# Corpus driven analysis of Ch. Dickens' novel 'Hard Times'

I think this novel is interesting to analyze because of its structure. There are books, named with Bible terms ('Sowing', 'Reaping' and 'Garnering'), and some chapters which headings are also connected to religion. However, nothing is said about it in the book. There are at least 5 different sujet lines under the one cover. So I wanted to do some quantitative research.
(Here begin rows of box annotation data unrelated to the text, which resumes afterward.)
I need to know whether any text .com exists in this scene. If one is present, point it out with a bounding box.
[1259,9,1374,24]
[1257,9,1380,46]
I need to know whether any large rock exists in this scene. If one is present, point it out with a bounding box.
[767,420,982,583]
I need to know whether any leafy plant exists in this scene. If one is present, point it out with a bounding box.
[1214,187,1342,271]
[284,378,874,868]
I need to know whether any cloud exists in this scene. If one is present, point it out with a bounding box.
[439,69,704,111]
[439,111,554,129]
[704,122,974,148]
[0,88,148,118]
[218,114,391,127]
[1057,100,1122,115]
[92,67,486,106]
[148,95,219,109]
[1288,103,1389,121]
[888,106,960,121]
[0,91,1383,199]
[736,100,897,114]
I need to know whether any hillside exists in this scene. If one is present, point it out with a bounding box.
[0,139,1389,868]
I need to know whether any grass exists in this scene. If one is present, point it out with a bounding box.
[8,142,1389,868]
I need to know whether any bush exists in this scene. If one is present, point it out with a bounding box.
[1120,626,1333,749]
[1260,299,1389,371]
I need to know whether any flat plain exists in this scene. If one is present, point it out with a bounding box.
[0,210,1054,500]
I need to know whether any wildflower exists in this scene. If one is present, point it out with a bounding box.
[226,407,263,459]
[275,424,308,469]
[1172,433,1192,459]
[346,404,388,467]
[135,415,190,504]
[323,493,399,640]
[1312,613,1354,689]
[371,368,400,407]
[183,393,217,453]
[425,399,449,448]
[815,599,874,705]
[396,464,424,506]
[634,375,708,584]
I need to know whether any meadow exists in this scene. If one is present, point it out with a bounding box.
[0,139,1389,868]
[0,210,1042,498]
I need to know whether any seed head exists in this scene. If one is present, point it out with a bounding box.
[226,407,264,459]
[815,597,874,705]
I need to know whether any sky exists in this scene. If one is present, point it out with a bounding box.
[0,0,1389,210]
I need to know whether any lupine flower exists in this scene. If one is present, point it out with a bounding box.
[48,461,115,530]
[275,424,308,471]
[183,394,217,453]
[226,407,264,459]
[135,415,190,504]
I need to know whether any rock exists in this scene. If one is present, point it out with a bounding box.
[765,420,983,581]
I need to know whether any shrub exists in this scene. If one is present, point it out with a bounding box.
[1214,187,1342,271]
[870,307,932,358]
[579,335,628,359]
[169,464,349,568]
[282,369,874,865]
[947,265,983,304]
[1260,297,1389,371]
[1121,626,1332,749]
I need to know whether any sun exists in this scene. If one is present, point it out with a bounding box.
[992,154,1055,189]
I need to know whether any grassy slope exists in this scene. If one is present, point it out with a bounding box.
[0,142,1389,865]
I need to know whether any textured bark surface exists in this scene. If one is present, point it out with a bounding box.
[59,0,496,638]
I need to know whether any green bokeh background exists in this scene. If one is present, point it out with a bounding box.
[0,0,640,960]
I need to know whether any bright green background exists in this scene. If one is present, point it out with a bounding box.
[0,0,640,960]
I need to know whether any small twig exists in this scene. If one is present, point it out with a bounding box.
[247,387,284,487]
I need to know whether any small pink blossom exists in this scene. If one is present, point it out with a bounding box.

## Opening and preprocessing

I opened texts from my device and preprocessed them with spaCy.

In [None]:
import os
import re
import spacy
nlp = spacy.load('en_core_web_lg')

In [2]:
with open('C:\\Users\\yanak\\OneDrive\\Документы\\Dickens_Hard-Times.txt', encoding='utf-8') as txt:
        text = txt.read()
        text = re.sub('\n+', ' ', text)

I noticed some highlited words, ticked with _word_. I decided to count them.

In [3]:
bold = len(re.findall('_[a-zA-Z]*_', text))
print(bold)

130


In [4]:
text = re.sub('_', '', text) # cleaning from '_'
text = re.sub('CHAPTER [A-Z]*', '', text) # cleaning from CHAPTERs - I want to split by books
#text

My decision was to split the novel not in chapters, but in books, because I guess they better demonstrate the differences throughout the whole text.

In [5]:
splitted_text = re.split('BOOK THE [A-Z]*', text) # splitting into 3 books
del splitted_text[0]

In [6]:
import pandas as pd # I wrote everything in df

In [7]:
hardtimes_df = pd.DataFrame({
    'Text': splitted_text
}
)
hardtimes_df

Unnamed: 0,Text
0,"SOWING THE ONE THING NEEDFUL ‘NOW, what I wa..."
1,REAPING EFFECTS IN THE BANK A SUNNY midsumme...
2,GARNERING ANOTHER THING NEEDFUL LOUISA awoke...


In [8]:
def process_text(text):
    return nlp(text.lower())

In [9]:
hardtimes_df['doc'] = hardtimes_df['Text'].apply(process_text)

In [107]:
def docs_nosw(doc): # doc w/o stopwords. I'll need to freq. word lists and similarity
    return nlp(' '.join([str(token) for token in doc if not token.is_stop]))

In [108]:
hardtimes_df['doc_wosw'] = hardtimes_df['doc'].apply(docs_nosw)

In [94]:
# let's get lemmas without stopw. I need them to examine lexical richness of the books and some metrics in stylo
def get_lemmas_wosw(doc):
    return [(token.lemma_) for token in doc if not token.is_punct]
hardtimes_df['Lemmas_not_stop'] = hardtimes_df['doc_wosw'].apply(get_lemmas_wosw)

In [10]:
# the whole list of lemmas I need to examine lexical richness of the books and some metrics in stylo
def get_lemmas(doc):
    return [(token.lemma_) for token in doc if not token.is_punct]
hardtimes_df['Lemmas'] = hardtimes_df['doc'].apply(get_lemmas)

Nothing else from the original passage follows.